Yazıcı, bu süreçte öğrencilerin öğrenme alışkanlıklarını kurgulayanın, öğrenmeyi destekleyenin tekrar öğretmen olduğuna işaret ederek, şu değerlendirmede bulundu:
“Çalışmalar çok boyutlu olarak sürdü. Birinci baştan itibaren Ulusal Eğitim Bakanlığımız sürece çok süratli ahenk sağladı. Mevcut olan bütün uzaktan eğitim süreçlerini tekrar ele aldı, yapılandırmaya başladı. Mevcut olan Fatih Projesi aslında yapılan çalışmalarda öncüldü, bizim değerli orandaki hazırlığımızdı. Her ne kadar bütün kurumlar olarak biz bu sürece daima istediğimiz seviyede hazırlıklı girmedik diye düşünsek de aslında Ulusal Eğitim Bakanlığı olarak Fatih Projesi’yle, okullarda kurduğumuz altyapımız ve beraberindeki dönüşüme fırsat veren yeni teknolojik düzenleme ve ataklarla çok değerli bir yol katetmiştik. Bu çerçevede tahminen uzaktan eğitime aslında birçok ülkeden bence çok daha hazır başladık.”

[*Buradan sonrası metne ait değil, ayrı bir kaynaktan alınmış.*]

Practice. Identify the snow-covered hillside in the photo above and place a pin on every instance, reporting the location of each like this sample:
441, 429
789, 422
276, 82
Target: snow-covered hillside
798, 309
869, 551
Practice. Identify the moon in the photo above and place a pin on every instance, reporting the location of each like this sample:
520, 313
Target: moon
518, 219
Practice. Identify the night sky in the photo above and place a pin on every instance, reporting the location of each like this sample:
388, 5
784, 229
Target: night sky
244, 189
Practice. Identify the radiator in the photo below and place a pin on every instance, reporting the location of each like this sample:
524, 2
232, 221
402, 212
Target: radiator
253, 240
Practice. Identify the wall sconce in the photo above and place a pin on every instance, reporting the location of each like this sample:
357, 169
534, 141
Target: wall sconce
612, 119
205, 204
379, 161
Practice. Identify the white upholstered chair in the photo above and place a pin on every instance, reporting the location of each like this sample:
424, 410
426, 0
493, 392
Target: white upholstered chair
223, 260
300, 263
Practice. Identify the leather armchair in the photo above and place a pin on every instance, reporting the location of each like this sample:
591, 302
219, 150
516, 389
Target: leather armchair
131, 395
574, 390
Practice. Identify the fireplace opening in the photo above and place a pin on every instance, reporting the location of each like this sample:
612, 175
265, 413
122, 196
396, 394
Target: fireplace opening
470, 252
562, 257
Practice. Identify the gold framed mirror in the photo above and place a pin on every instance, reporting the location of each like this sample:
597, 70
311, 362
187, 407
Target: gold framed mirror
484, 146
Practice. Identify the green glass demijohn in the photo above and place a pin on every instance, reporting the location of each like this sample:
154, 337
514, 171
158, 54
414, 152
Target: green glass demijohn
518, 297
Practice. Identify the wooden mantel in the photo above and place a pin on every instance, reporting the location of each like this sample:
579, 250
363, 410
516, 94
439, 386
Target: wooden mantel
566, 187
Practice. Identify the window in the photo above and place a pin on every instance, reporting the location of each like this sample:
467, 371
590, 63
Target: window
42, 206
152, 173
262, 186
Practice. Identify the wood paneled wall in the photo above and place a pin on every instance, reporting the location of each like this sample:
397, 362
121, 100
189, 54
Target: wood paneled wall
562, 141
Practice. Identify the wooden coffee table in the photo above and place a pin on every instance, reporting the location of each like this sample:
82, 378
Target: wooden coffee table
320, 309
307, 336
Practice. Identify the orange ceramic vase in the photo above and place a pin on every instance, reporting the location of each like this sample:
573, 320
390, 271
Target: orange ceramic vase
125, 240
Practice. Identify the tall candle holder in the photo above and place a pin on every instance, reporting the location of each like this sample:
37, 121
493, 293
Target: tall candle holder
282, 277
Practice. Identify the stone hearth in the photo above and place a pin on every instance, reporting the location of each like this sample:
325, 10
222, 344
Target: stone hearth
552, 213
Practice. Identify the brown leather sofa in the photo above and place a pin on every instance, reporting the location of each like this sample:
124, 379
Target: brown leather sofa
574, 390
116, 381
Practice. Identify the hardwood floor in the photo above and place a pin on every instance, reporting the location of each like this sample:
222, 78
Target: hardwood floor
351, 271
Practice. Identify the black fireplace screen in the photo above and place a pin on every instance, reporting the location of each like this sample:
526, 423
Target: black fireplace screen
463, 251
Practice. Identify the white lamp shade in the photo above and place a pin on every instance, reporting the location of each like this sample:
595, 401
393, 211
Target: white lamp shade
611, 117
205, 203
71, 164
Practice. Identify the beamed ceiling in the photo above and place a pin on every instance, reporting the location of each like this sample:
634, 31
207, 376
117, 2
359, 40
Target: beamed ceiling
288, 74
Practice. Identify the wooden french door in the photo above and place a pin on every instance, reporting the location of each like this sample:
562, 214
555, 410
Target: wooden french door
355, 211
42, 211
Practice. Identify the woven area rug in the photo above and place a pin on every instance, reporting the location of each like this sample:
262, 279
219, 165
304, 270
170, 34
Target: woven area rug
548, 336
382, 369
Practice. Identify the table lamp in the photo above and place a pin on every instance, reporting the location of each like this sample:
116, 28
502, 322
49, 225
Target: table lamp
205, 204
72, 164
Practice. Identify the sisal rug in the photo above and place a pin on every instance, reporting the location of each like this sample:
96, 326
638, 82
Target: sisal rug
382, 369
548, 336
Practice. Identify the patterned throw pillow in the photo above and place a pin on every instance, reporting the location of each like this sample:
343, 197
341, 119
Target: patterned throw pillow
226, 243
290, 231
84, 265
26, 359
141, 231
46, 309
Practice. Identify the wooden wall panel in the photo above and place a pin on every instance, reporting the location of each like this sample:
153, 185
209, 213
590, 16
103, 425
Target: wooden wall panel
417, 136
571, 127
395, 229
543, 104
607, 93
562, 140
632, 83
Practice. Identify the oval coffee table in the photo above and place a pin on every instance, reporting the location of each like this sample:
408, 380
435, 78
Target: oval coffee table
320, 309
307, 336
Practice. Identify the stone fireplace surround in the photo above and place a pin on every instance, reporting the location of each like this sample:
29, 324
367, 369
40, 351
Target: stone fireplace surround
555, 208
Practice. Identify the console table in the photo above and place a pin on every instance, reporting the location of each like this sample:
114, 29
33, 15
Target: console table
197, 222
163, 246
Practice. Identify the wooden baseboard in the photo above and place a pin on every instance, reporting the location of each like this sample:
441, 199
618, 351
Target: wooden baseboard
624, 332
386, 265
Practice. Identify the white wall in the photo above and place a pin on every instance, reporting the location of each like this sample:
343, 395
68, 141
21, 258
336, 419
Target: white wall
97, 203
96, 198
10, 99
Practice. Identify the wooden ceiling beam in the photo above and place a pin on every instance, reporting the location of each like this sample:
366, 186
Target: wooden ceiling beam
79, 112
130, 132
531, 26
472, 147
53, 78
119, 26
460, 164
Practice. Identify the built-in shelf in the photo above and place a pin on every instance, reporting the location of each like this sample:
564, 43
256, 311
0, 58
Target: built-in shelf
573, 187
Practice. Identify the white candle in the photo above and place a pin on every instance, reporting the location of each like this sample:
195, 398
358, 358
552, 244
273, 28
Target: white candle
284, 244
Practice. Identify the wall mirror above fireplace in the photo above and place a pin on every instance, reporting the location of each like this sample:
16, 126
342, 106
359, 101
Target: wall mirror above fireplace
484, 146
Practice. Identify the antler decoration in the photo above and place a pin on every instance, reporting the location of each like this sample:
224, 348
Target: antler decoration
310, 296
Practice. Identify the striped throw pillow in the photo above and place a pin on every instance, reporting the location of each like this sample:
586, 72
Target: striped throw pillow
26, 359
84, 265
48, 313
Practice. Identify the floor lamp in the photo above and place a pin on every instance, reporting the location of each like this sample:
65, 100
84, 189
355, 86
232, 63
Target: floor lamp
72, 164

Türkiye Özel Okullar Derneği Lideri Zafer Öztürk de salgın sürecinin getirdiği zorlukları anlattı.
Gelecek ismine yapılacak çok işin olduğuna dikkati çeken Öztürk, “Uzaktan eğitimde Türkiye dünyada bir numara olduysa bunun nedeni sizlersiniz. Ülkemizin yüksek eğitimle birlikte 25 milyon kadar öğrencisi var ki birçok ülkenin nüfusundan bile daha fazla. Bizler bu süreçte teknolojiyi derslerimize entegre ederek imkansızı başardık, sizler başardınız.” sözlerini kullandı.
Sempozyum, yapılacak oturumların akabinde sona erecek.